Circa Survive
- Hometown:
- Doylestown, Pennsylvania, United States
- Founded:
- 2004
- Genre:
- Alternative
- Label(s):
- Atlantic Records
Equal Vision Records
Biography
It’s no secret that the majority of bands who came up through the contemporary punk/hardcore/metal underground receive little acknowledgment through mainstream media. While this trend is the product of both apathy and derision on behalf of those outlets, some of the blame has to fall on bands that steadfastly choose to remain in a creative rut. Over the course of their career, Circa Survive have defied that trap, creating an arc of work that defies tired buzzwords to create an alloy that’s intrinsically their own.
Doylestown, Pennsylvania, native Anthony Green was the original singer in Southern California outfit Saosin, recording one EP, 2003’s Translating The Name. Green was unhappy with the various musical and business directions the band wished to go into, so he returned to the East Coast the following year. He began writing music with his friend Colin Frangicetto (guitar), who was drumming in This Day Forward before the band’s demise in 2003. The material Frangicetto and Green created impressed Equal Vision enough to sign them to their label roster. The duo enlisted guitarist Brendan Ekstrom (also of This Day Forward), former Taken bassist Nick Beard and drummer Steve Clifford, releasing a four-track EP, The Inuit Sessions, in 2005. Circa Survive’s debut full-length, Juturna, was issued later that year, displaying an aggressive sound filled with post-hardcore signifiers alongside Green’s idiosyncratic vocal stylings. The following album, 2007’s On Letting Go, found the band tempering their aggression with more textural sounds.

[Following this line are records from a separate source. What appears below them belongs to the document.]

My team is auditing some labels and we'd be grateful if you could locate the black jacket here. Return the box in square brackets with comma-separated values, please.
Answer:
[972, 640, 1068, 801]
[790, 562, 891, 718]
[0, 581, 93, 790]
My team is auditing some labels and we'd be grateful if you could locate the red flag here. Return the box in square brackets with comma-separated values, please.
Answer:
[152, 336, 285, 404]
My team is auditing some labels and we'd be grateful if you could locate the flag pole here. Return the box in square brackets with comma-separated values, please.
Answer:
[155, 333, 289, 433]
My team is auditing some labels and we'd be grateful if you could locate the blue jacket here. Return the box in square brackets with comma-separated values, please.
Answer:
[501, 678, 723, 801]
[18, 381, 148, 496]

Circa Survive’s third album, Blue Sky Noise, was released in April 2010. The disc—the band’s major-label debut for Atlantic Records—was produced by David Bottrill, known for his work with forward-thinking acts as King Crimson and Muse. It was a quantum leap for the band, featuring songs that were succinct and powerful (“Get Out”), alongside longer, textured tracks that enveloped Green’s vocals in psychedelic, yet heavy atmospheres. The album did much to separate Circa from their hardcore roots, moving toward a sound similar to the art-metal offerings of respected bands like Tool and Jane’s Addiction (whose lead singer Perry Farrell was massively influential to Green). Unlike many bands from the punk-rock underground, Circa Survive aren’t in the habit of trying to be something they’re not; they’re more concerned with finding the sounds and emotions that best describe the headspace they are in at the time. “What people don’t realize is that from the time we’re kids, we’re told we have to work to become something else,” Green told AP in 2010. “Music is the only thing I’m good at—but that’s who I am. At some point, you have to stop and realize that you already are what you want to be—all of us are.”